Click on the picture for an interactive version.
From Molecular Modeling Basics CRC Press, 2010

Figure 5.32b. The geometry resulting from the constrained optimization and the normal mode of the imaginary frequency computed for this structure at the PM3 level.
Click on the picture for an interactive version.
From Molecular Modeling Basics CRC Press, 2010

It will not always be possible to find an article that reports the TS structure for your reaction of interest. So let’s try to find the TS without the information from the article.  I start from the same structure (Figure 5.32a), and I arbitrarily pick C1-O10 as the reaction coordinate constrained to 1.70 Å.
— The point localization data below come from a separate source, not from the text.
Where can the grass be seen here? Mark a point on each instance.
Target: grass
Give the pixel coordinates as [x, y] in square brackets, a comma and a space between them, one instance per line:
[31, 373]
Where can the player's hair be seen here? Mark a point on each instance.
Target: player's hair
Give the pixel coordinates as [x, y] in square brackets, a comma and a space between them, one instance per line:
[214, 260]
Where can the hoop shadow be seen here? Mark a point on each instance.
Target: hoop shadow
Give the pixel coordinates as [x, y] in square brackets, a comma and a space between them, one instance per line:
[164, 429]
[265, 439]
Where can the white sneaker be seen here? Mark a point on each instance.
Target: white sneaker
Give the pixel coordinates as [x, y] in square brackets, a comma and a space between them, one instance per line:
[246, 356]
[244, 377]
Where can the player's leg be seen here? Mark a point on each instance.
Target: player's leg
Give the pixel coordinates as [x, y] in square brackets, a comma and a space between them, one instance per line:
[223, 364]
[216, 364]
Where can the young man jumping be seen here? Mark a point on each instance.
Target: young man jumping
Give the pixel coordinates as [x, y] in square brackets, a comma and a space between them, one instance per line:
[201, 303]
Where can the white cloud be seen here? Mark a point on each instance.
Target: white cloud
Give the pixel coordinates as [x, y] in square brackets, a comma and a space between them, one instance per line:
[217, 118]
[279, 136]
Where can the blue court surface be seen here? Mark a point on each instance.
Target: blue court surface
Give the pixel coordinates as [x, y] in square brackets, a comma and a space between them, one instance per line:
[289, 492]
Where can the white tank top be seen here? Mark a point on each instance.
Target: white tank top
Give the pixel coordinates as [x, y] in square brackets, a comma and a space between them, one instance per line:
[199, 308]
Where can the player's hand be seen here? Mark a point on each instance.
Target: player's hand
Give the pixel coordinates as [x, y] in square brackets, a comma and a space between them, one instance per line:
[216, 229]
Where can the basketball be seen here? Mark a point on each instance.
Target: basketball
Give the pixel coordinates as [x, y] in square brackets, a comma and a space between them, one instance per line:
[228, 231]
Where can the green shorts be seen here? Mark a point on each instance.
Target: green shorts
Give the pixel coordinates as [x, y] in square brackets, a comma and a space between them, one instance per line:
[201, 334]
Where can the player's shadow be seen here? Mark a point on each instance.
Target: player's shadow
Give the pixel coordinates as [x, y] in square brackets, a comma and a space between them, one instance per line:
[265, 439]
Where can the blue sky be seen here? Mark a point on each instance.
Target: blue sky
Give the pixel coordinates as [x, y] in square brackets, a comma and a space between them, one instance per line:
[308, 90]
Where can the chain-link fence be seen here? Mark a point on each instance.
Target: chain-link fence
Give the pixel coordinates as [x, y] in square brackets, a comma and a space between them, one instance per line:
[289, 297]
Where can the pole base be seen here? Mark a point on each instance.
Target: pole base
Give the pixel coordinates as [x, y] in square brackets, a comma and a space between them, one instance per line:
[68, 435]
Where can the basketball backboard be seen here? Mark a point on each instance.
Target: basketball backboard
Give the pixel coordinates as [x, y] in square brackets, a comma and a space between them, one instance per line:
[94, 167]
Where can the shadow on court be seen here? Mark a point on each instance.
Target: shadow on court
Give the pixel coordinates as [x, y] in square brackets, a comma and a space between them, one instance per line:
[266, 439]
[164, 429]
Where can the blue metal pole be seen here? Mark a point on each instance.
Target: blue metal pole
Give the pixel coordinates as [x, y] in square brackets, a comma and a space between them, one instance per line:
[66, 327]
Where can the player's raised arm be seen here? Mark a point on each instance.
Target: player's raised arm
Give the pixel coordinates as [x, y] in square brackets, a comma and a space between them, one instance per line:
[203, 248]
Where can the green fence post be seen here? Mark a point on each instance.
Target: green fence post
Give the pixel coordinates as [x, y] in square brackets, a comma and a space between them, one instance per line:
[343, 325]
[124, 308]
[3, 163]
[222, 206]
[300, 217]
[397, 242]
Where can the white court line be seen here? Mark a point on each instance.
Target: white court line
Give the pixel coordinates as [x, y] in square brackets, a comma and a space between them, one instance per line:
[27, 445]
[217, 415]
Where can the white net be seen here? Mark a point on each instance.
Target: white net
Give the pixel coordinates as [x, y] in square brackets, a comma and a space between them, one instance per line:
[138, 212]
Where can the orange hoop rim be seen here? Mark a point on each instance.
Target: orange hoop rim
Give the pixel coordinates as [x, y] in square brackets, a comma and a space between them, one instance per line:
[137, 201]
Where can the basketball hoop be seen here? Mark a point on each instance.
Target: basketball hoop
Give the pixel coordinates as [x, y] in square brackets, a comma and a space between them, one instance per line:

This constrained optimization results (after 23 steps) in the geometry shown in Figure 5.35a.  The subsequent TS search results in the geometry shown in Figure 5.35b, which has no imaginary frequency and is clearly the product.

Figure 5.35a. The geometry resulting from a constrained optimization in which the distance between atoms 1 and 10 (see Figure 5.32a for numbering) was constrained to 1.7 Å, and the normal mode of the imaginary frequency computed for this structure at the PM3 level.
Click on the picture for an interactive version.
From Molecular Modeling Basics CRC Press, 2010

Figure 5.35b. The geometry resulting from a TS search initiated from the geometry shown in Figure 5.35(a).
Click on the picture for an interactive version.
From Molecular Modeling Basics CRC Press, 2010

The fact that the C–O bond is re-formed indicates that it should be stretched more in the initial guess, so I repeat the optimization with the C–O distance constrained to 2.0 Å instead of 1.70 Å. This results (after 39 steps) in the geometry shown in Figure 5.36.  Using this as a starting geometry for the TS search leads to the TS in Figure 4.30a after 17 steps.

Figure 5.36. The geometry resulting from a constrained optimization in which the distance between atoms 1 and 10 (see Figure 5.32a for numbering) was constrained to 2.0 Å, and the normal mode of the imaginary frequency computed for this structure at the PM3 level.
Click on the picture for an interactive version.
From Molecular Modeling Basics CRC Press, 2010

In the screencast below I try to reproduce the calculations that lead to these figures.  Because I rebuild the structure in Figure 5.32a, I get different starting coordinates, so the energies and number of steps are different than what I discuss in the book for the 4-constraints approach.

In the case of the 1-constraint approach, I actually manage to find the TS using the 1.70 Å constraint.  Thus, the structures in Figures 5.35b and 5.36 do not appear in the screencast.  This just goes to show how finicky TS searchers are to starting geometries.

While editing the screencast I noticed that the PM3 energies of the two TS structures I find are very different (11 kcal/mol).  This is also true for the TSs I found when writing the book (where they are different by 6.6 kcal/mol).

This appears to be a problem that PM3 has with structures where bonds are partially broken or formed.  I could not reproduce this for structures with normal bond lengths such as the reactants and products.   Note that in the book, I use M06/6-31G(d) single point energies to compute barriers, and that the  M06/6-31G(d)//PM3 single point energies of the TSs found with the two different method are only different by 0.03 kcal/mol.